Ah, that explained it. And made a lot of sense. "He's right. It took me a few minutes to reacclimate every time I visited. But man, Julie, that's not what it looked like on your face." He laughed at the memory of their childhood. "Your expression was one of perpetual pissed off. Not that I blame you for it.... Yet even so, I always looked forward to seeing you."
"Why? You mostly ignored me."
"I always sat by you, if you remember.... I just always thought you had some kind of secret knowledge the rest of us lacked. And I wanted to know more about Andarions and if they were as different from us as everyone claimed. Because honestly, you didn't seem like you were all that strange to me."
"Thanks ... I think."
Bastien winked as the woman laughed before she headed down the hallway that led toward the bridge. Sobering, Bastien narrowed his gaze on Jullien. "In all seriousness, though, you look really good now, and not just more fit and trim. You look happy. Like there's a weight missing from your shoulders. I don't know what happened to you, but I hope it's as good as it seems. You deserve to have some peace from the hell they gave you."
Jullien pulled the glasses down past his eyes so that Bastien could see that they were no longer the hazel green they'd been. Now his eyes were a vibrant red.
A rare color for Andarions, and one Bastien remembered hearing stories about.
"What's the Andarion term for that?"
"Stralen."
"Means you're married, right?"
Jullien nodded as he repl
aced his glasses. "To an amazing female. Like your Alura."
The mere mention of her name made him fume and pierced his heart with a pain so profound that for a moment, he could barely draw a single breath. Jullien had no idea of the nerve he'd just stomped.
Bastien curled his lip. "For your sake, I pray she's nothing like Alura. That faithless bitch is one of the reasons I'm here."
"I'm sorry, Bas. I didn't know."
"Yeah. Neither did I. Until it was too late." And he cursed himself every day of this wretched existence for being an ass and falling for her lies. Lil had been right. He should have divorced her that day in the hospital and never looked back.
So many regrets. So many things he'd do differently if he could only go back in time.
His gaze filled with sympathy, Jullien took him to his room and showed him where the shower was. He pulled out some of his own clothes for him. "Take whatever you need."
More grateful than mere words could express, Bastien stepped into the bathroom and closed the door so that he could finally have a decent bath again.
The moment the hot, fresh water touched his skin, he wanted to weep. This was what he missed most on his makeshift home.
Well, this and someone to talk to. But the water pumps had burned out completely a long time ago so all he had now was what he'd managed to dig out of the ground as a well for himself. Though he'd tried everything, he had yet to get full running water back in the base.

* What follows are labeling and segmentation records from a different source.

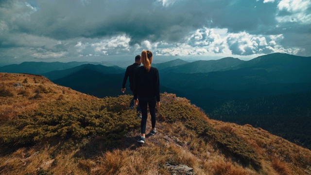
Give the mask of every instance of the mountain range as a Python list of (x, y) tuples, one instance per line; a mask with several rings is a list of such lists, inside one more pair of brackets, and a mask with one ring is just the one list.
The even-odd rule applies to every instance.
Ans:
[(141, 144), (131, 95), (98, 98), (37, 75), (0, 78), (0, 174), (311, 174), (310, 150), (260, 127), (210, 119), (173, 94), (161, 94), (157, 132)]
[[(276, 53), (249, 61), (233, 57), (193, 62), (176, 59), (152, 66), (159, 70), (161, 92), (188, 98), (211, 118), (250, 123), (311, 148), (307, 126), (311, 124), (308, 112), (311, 101), (307, 98), (311, 93), (311, 57)], [(42, 74), (58, 85), (102, 98), (122, 94), (124, 72), (116, 66), (82, 64)], [(126, 85), (126, 93), (131, 94), (128, 82)], [(273, 122), (265, 122), (271, 118)], [(299, 131), (290, 118), (303, 119)]]

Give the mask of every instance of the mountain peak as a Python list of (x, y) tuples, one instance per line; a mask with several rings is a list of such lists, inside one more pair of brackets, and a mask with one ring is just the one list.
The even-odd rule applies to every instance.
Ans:
[(311, 171), (311, 151), (249, 124), (209, 119), (174, 94), (161, 94), (158, 132), (140, 145), (140, 120), (127, 109), (132, 96), (98, 99), (41, 76), (0, 77), (1, 173), (169, 174), (182, 164), (196, 174)]

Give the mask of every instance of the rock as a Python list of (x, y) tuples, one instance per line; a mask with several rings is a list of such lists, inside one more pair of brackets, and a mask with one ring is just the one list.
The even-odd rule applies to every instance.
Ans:
[(171, 165), (170, 164), (167, 163), (166, 166), (167, 166), (169, 171), (170, 171), (171, 174), (172, 175), (195, 175), (194, 173), (193, 173), (193, 168), (190, 168), (185, 165), (180, 164), (178, 165)]
[(15, 87), (15, 88), (24, 88), (24, 87), (20, 84), (20, 83), (14, 83), (14, 84), (13, 84), (13, 87)]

Closing his eyes, Bastien let the miraculous wetness cascade over him and ease the soreness in his muscles.
And for reasons he couldn't even begin to explain, an image of Ember popped into his head. She'd always loved to share showers. He hadn't thought about that in a long time, either.
Alura had despised it. She thought it was intrusive and gross.
But Ember ...
She'd lived to corner him right after he'd rinsed the soap off and then give him a whole 'nother reason to have to bathe again. His body went rock hard at the thought of her mouth sliding over his skin until he begged her for mercy.
Desire hit him like an Andarion Ring fighter and left him breathless. Squeezing his eyes shut, he savored the memories of Ember and the way she used to hold him. The way she'd laugh and tease. No one had ever loved him the way she did.
No one had ever hurt him the way she had either.
And that was the double-edged axe that slit him to the core of his soul every time he allowed himself to think about her or to remember his past.